Step 5: Use Train And Validation Splits

The prepared records were split into:

training windows, used to update model weights;
validation windows, held out from weight updates and used only to measure loss.

For confirmation training, seeded random splits were implemented. That allowed the system to reshuffle which records were held out for validation without reparsing all raw data.

The final split metadata was:

split_seed = 2026061106
split_mode = random_resplit

Step 6: Run A CUDA Smoke Training Test

Before running long training, a short smoke test verified that the data and GPU training path worked:

Smoke training used CUDA and produced a combined validation loss of:

0.7946688532829285

This was not meant to be a good model. It only proved that:

prepared data could be read;
batches could be streamed;
the model could train on CUDA;
checkpoints and reports could be written.

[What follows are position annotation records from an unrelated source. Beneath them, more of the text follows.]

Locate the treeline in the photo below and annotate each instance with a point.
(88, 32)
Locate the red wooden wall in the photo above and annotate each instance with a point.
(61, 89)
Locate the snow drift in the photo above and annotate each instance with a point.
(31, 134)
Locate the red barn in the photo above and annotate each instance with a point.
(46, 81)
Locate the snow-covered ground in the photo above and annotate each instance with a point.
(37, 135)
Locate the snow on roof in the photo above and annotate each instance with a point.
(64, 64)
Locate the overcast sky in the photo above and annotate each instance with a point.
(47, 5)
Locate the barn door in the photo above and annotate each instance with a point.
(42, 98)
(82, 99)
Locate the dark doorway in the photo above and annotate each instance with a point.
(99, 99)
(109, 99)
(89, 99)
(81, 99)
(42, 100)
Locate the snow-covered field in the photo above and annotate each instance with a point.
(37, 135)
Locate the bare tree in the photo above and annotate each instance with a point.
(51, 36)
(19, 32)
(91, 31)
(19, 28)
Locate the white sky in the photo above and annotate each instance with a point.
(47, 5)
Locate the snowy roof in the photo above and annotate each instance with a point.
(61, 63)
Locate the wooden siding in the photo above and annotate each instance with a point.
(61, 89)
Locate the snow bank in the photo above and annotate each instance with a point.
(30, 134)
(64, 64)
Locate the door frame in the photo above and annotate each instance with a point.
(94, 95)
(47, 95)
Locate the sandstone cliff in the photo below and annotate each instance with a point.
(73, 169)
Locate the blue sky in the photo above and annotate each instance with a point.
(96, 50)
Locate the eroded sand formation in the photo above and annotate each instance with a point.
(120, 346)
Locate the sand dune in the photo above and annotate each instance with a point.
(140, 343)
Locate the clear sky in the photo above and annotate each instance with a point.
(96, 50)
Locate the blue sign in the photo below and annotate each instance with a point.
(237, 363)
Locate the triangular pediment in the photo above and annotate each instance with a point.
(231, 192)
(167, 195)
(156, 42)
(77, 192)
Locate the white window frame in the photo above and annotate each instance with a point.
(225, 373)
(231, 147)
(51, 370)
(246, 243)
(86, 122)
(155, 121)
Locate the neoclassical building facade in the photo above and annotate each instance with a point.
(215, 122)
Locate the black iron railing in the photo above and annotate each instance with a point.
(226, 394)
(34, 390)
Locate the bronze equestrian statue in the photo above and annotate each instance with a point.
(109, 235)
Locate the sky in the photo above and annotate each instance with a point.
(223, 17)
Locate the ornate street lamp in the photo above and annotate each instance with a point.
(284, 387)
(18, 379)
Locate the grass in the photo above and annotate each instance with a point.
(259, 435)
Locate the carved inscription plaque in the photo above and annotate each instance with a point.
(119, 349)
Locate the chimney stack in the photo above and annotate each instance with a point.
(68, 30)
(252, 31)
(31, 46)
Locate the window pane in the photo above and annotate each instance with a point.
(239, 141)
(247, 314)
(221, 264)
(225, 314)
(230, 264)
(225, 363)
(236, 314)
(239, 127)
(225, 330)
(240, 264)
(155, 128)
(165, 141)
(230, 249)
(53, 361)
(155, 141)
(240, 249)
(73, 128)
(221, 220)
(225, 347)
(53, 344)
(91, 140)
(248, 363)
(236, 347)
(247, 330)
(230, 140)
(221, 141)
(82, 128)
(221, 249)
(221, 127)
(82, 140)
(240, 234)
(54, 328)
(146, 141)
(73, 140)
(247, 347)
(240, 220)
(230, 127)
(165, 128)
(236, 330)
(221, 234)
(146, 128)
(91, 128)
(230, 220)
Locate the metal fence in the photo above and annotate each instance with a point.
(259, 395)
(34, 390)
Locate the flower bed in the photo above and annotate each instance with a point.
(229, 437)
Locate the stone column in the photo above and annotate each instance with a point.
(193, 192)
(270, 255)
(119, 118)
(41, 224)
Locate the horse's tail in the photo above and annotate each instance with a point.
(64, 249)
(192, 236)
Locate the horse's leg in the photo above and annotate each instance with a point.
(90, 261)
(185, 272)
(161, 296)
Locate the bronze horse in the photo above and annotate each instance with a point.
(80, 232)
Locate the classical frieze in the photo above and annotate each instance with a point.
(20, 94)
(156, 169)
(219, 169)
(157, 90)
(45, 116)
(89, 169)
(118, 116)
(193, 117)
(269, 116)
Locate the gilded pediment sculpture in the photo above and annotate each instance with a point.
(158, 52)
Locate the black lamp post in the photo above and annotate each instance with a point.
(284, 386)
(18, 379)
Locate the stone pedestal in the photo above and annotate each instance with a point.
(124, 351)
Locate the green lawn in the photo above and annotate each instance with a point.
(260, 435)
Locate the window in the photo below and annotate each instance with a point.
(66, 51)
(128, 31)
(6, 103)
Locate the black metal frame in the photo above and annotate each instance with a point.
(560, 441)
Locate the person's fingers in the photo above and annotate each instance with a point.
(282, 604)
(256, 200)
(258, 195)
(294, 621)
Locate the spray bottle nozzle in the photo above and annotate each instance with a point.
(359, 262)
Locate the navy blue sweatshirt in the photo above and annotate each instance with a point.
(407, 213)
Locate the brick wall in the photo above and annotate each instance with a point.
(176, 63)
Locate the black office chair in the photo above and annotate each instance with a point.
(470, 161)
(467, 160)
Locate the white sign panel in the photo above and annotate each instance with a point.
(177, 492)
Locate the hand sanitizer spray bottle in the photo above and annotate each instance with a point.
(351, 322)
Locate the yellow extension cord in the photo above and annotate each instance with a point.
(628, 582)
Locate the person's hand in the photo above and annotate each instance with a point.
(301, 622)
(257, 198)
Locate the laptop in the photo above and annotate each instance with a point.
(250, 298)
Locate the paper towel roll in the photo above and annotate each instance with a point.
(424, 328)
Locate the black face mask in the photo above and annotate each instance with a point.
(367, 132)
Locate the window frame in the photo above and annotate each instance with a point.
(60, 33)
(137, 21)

Step 7: Add Random Confirmation Training Support

The training code was extended so repeated confirmation runs could:

randomly choose a new validation holdout;
train datasets in random order;
repeat the full dataset sequence multiple times;
write separate checkpoints and reports for each pass.

This matters because a single validation split can be misleading. Repeating the run with different held out data gives a better signal that the model is learning generally, not just doing well on one lucky split.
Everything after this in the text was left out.